研究史上最古、37億年前の地磁気の証拠を発見 強度は現在並
地球は固有の強い磁場を持つ天体の1つです。陸上に棲む多くの生物にとって欠かせない存在であるこの「地磁気」は、地球誕生から徐々に強くなっていったと理解されています。ただし、その正確な時期はよくわかっていません。 今日の宇宙画像 マサチューセッツ工科大学のClaire I. O. Nichols氏などの研究チームは、グリーンランドから産出した極めて古い岩石を調査し、約37億年前の地球に地磁気が存在した証拠を見つけました。これは最も古い時代の地磁気の証拠です。また、その強度は現在と比べてもそれほど弱くない値であることから、地磁気の形成や、古代の生命がどのように進化し、数を増やしたのかを探る上でも重要な発見となります。
■「地磁気」は生命と大気の両方に重要
方位磁石が北を向くことからもわかるように、地球には固有の磁場である「地磁気」が存在します。地球の磁場は他の天体と比べるとかなり強度が高く、岩石などの固体物質を主体とした天体としては最も強度が高いという特徴があります。 地磁気の存在は、地球が生命を宿す天体となった理由の1つであると考えられています。地磁気にはいくつかの恩恵がありますが、重要なものの1つとして、宇宙から降り注ぐ太陽風などの高エネルギーな荷電粒子(電気を帯びた粒子)をガードするというものがあります。これは地上の生命にとって重要な恩恵です。このような荷電粒子は生物にとって有害であり、細胞やDNAなどを傷つけてしまいます。もしも地磁気が無ければ生物は海の中から外に出ることはできなかったでしょう。 もう1つ挙げられる重要な恩恵として、大気の流失を防ぐという役割があります。先述の通り、地磁気がなければ太陽風などの荷電粒子が直接大気に衝突します。
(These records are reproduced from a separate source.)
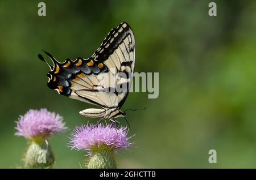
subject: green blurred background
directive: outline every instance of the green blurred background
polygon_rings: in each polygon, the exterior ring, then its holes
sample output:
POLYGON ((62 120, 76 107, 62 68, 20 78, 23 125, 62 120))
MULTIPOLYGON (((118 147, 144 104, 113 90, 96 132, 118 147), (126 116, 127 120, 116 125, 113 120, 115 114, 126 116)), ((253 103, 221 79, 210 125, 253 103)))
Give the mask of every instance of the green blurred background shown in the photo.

高エネルギーな粒子が衝突すると、大気を構成する分子に重力を振り切るほどの運動エネルギーが与えられることもあります。つまり、地磁気が弱いとその分だけ分子が逃げ出しやすくなり、大気は薄くなってしまうのです。実際に、地球とよく似た性質を持つ火星にはとても薄い大気しかありませんが、その理由の1つは固有の磁場の弱さであり、大気の流出を防ぐことが出来なかったためだと考えられています(※1)。 ※1…他にも、重力が地球の半分以下であるという、大気分子を引き止める力の弱さも挙げられます。